Muschelessen: Tradition bei den Schützen vom BSV Frintrop 1919

Warum lieben die Ruhries die Muscheln so?

0 23.02.2026

Frintrop. Alle Jahre wieder...in den Monaten mit "R": Dann mampfen die Ruhries Miesmuscheln nach "Rheinischer Art" mit Schwarzbrot und dick "gute Butter". Es gibt kaum eine Region in Deutschland, in der so viele der meist aus den Niederlanden stammenden Muschelart verspeist werden.

Der Bürgerschützenverein Frintrop 1919 hat daraus eine eigene Tradition gemacht. Einmal im Jahr lädt der Verein Mitglieder, Freunde und Gönner zum Muschelessen in das Schützenheim nahe der Oberhauser Stadtgrenze ein. Wer keine Muscheln mag: Na, der kann sich auch für Pizza oder Pasta aus dem unmittelbar benachbarten Ristorante entscheiden.
Vorbereitet wird dieses köstliche Mahl in Gemeinschaftsarbeit. Da werden Sellerie, Möhren und Porree geschnibbelt, denn diese Zutaten braucht man für den köstlichen Sud, in dem die unzähligen Portionen an Miesmuscheln köcheln. Für viele sind die Muscheln das eine und der Sud das andere. Denn der Sud ist bei entsprechender Zubereitung einfach köstlich. Und dazu gibt es lecker Schwarzbrot dick mit Butter bestrichen.
Und weil es bei den Schützen immer gut schmeckt, war der große Saal, in dem nicht nur gefeiert, sondern unter der Woche auch am Luftgewehr trainiert wird, rappelvoll.

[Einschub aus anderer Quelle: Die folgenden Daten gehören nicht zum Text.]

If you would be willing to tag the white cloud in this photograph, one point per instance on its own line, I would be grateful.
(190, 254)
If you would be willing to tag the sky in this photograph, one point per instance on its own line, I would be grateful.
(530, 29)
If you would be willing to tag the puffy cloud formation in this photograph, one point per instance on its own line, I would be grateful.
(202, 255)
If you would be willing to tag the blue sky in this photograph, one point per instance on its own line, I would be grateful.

Tatsächlich sind es die Monate mit "R", also von September bis April, in denen es Muscheln gibt. Viele meinen, das gehe von früher her so, weil die Muscheln leicht verderblich sind und eben in den meist kälteren Monaten (die mit "R") die Kühlkette halbwegs garantiert ist.
Aber das hat eigentlich einen anderen Grund und hängt mit dem Liebesleben der Muscheln zusammen, denn in der Zeit von Mai bis August ist Fortpflanzungszeit und da schmecken sie einfach nicht. Unsereins ist ja auch sauer, wenn man beim Liebesspiel gestört wird.


So schmeckern die Muscheln nach "Rheinischer Art" am besten. Dazu ein lecker Weinchen oder ein kühles Bier.

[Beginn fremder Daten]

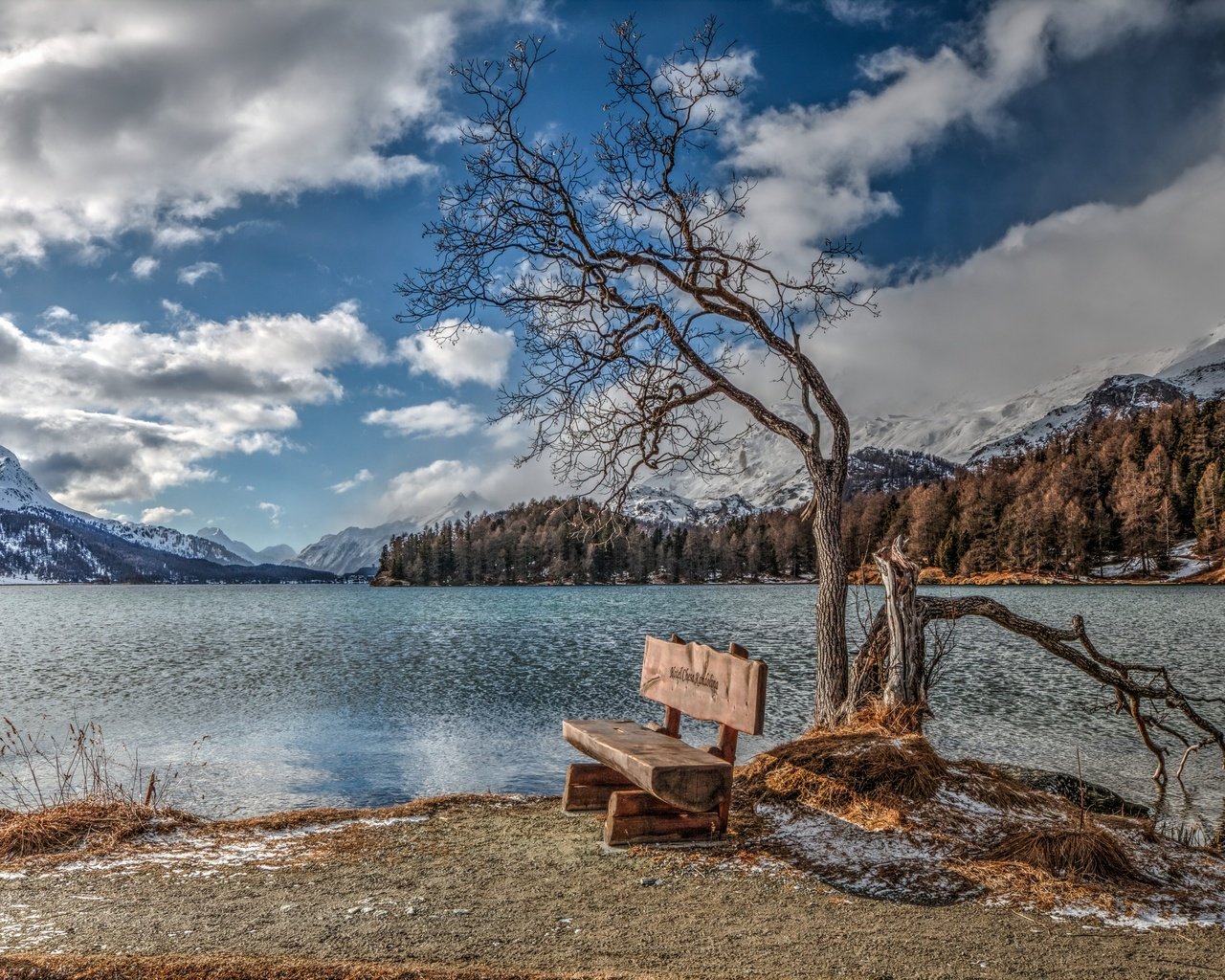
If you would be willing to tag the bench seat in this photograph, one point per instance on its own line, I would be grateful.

Besonders beliebt sind die Muscheln, dann "Rheinischer Art" wie bei den Schützen, im Ruhrgebiet. Zum einen ist es die Nähe zur Nordsee, die dann auch die Frische garantiert. Zum anderen mochten gerade die Bergleute diese kleinen Dinger sehr, vielleicht weil sie ein ganz klein wenig an Kohlen erinnerten. Auster des kleinen Mannes wurde sie auch oft genannt.
Viele Kneipen hängten gerade in den 60er- und 70er-Jahren regelmäßig ihre Schilder mit der Aufschrift "Hier frische Seemuscheln" in die Fenster. Auch die Gastarbeiter brachten eigene Muschelrezepte ein. Mal als Tapas, mal als Miesmuschel Napoli mit Tomate und Chili.
Heute gibt es diese Tradition seltener, auch weil es weniger Kneipen gibt. Heute muss man die Köstlichkeit in vielen Gaststätten und Restaurants vorbestellen, denn das "Seafood" ist inzwischen auch nicht gerade billig. Dafür entfällt heutzutage das aufwändige Schrubben der Schalen. Barthaare, Sand und andere Fremdkörper mussten von der Außenseite entfernt werden. Das kostete Kraft. Heute kommen die Muscheln blitzeblank und kochfertig in den Handel.

Rheinisches Muschelessen

2 kg Miesmuscheln
2 Zwiebeln
1 Stück Sellerie
2 Lorbeerblätter
1 Stange Porree
2 Möhren
½ l Wasser
½ l Weißwein
Salz, Pfeffer aus der Mühle
Butter
Westfälisches Schwarzbrot

Die Muscheln unter laufendem kalten Wasser abbrausen und evt. die Bärte entfernen.
Das Gemüse und die Zwiebeln würfeln (nicht so groß) und in der Butter in einem großen Topf anschwitzen. Unsere Mütter haben früher den Einmachpott dafür genutzt.
Den Wein, Wasser und Lorbeerblätter dazugeben, ein wenig salzen und dann alles köcheln lassen. Die Muscheln dazu geben, Deckel auflegen und etwa 10 Minuten kochen lassen. Je besser der Wein, desto besser das Ergebnis. Topf dabei ab und zu rütteln.
Die Muscheln öffnen sich, wenn sie gar sind. Die geschlossenen Muscheln müssen entfernt und weggeworfen werden.
Mit einer Schöpfkelle werden die Muscheln samt Sud und Gemüse in einem tiefen Teller serviert und kräftig aus der Pfeffermühle gepfeffert.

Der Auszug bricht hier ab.